To measure similarity, for every item on the repository (53 in total) a collection of four pricing bands was created (note normal distribution z score standard deviation cutoffs were not used due to low number of cities compared to cutoff groups):

  1. Less than 2 standard deviations (SD) below the mean

  2. Between 2 SDs below the mean and the mean

  3. Between the mean and 2 SDs above the mean

  4. Greater than 2 SDs above the mean

Orbisant then determined which pricing band each city was placed in for each item, and summed the amount of times each city was placed in the same price band as every other city. This is visualised in the network diagram at the top. Typically, network diagrams are used for social network analysis, but they also provide a usual visual way of showing connections and similarity for other purposes, such as this example.

As the diagram shows, Melbourne and Sydney, Melbourne and Canberra, and Perth and Adelaide are the most similarly priced across the 53 good and services. Conversely, multiple city pairings were priced in the same basket much less than 50% of the time, such as Brisbane and Darwin, and Hobart and Canberra, among others. Together, these results highlight the broad spectrum of living costs provided by different capital cities in Australia.


Three major economic metrics are declining in Australia, but at largely different rates

Data from RBA (2019).

Data from RBA (2019).

In light of recent cash rate cuts by the Reserve Bank of Australia (RBA), Orbisant set out to visualise historically what these cuts have looked like alongside other important economic measures.

Here, we can see that all three rates have been declining rapidly since about 1990, interspersed with periods of peaks and troughs amidst the general decline. The impact of key economic events, such as the Global Financial Crisis (GFC) are visible in this chart.

While the fall of the unemployment rate may bring about positive sentiment, the rapid decline of the cash rate presents a potential cause for economic concern. Also of interest is the relatively steep decline of the consumer price index (CPI, or “inflation”), which we know is an important consideration in the evaluation of monetary policy. This steepness is most evident from roughly 1982 to 1991 where the drop in CPI was enormous.
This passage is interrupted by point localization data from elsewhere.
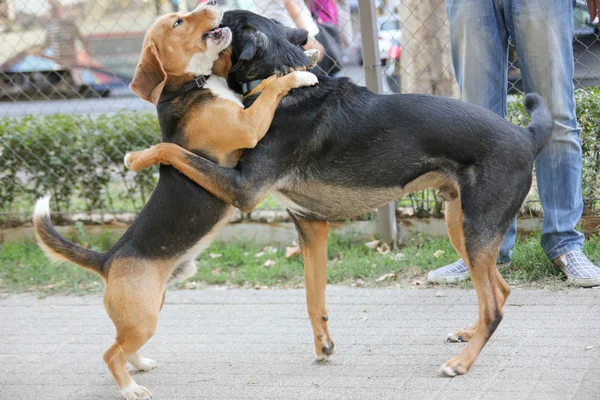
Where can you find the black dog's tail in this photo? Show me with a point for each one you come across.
(541, 121)
(58, 248)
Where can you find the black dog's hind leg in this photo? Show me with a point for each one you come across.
(241, 188)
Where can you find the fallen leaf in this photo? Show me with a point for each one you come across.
(372, 245)
(190, 285)
(270, 250)
(384, 249)
(386, 277)
(438, 253)
(339, 257)
(269, 263)
(397, 256)
(292, 251)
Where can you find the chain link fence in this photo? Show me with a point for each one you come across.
(68, 116)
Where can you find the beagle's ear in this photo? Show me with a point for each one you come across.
(248, 52)
(150, 76)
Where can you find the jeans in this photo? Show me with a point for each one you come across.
(542, 31)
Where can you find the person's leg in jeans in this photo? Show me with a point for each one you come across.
(479, 45)
(543, 34)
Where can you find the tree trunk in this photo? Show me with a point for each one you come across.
(426, 62)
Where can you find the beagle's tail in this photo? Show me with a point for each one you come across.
(58, 248)
(541, 121)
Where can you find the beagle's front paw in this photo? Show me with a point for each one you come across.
(313, 55)
(304, 78)
(139, 160)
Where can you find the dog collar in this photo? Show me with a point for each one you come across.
(197, 83)
(253, 87)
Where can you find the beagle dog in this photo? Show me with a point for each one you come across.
(353, 150)
(182, 70)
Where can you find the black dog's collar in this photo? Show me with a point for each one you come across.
(248, 87)
(197, 83)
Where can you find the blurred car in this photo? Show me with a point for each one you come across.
(34, 75)
(392, 70)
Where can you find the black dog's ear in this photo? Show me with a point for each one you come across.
(247, 54)
(298, 37)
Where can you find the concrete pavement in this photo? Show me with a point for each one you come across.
(244, 344)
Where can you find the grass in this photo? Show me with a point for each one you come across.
(24, 268)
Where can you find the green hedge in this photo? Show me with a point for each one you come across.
(77, 159)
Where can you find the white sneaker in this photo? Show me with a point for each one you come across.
(455, 272)
(579, 269)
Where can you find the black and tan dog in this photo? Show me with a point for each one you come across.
(338, 150)
(198, 111)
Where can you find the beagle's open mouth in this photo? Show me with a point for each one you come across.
(218, 35)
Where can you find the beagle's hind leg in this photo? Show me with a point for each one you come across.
(133, 300)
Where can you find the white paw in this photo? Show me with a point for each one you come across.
(305, 78)
(133, 391)
(313, 55)
(323, 358)
(142, 364)
(446, 370)
(126, 160)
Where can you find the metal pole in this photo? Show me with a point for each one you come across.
(372, 66)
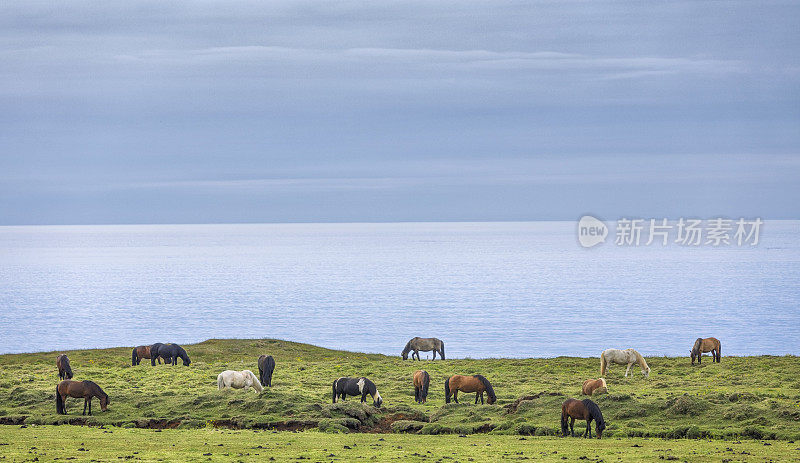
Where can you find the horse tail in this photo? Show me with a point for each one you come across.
(488, 387)
(603, 364)
(59, 403)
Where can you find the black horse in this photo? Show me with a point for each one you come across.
(266, 365)
(343, 387)
(169, 352)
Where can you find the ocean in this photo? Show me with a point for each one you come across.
(488, 289)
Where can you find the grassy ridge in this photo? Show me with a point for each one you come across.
(48, 443)
(756, 397)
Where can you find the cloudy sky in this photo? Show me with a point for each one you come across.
(238, 111)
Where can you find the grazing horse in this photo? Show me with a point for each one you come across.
(343, 387)
(79, 389)
(701, 346)
(475, 383)
(266, 365)
(573, 409)
(244, 379)
(141, 352)
(421, 381)
(594, 386)
(623, 357)
(169, 352)
(424, 345)
(64, 370)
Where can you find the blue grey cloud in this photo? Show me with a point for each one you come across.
(359, 111)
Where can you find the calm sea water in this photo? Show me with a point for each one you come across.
(487, 289)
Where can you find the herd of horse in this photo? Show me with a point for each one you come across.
(571, 409)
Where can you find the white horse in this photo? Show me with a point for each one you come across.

However, the rate of this decline quickly decelerated after this point into a steady downward trajectory following a brief period of rate increases.

While potentially insightful, this chart was developed to be more of a visualisation tool for historical data rather than an analytical tool of economic conditions. Indeed, it may yield promise as an overview tool for those seeking to understand a few broad economic trends in Australia across a relatively short time span.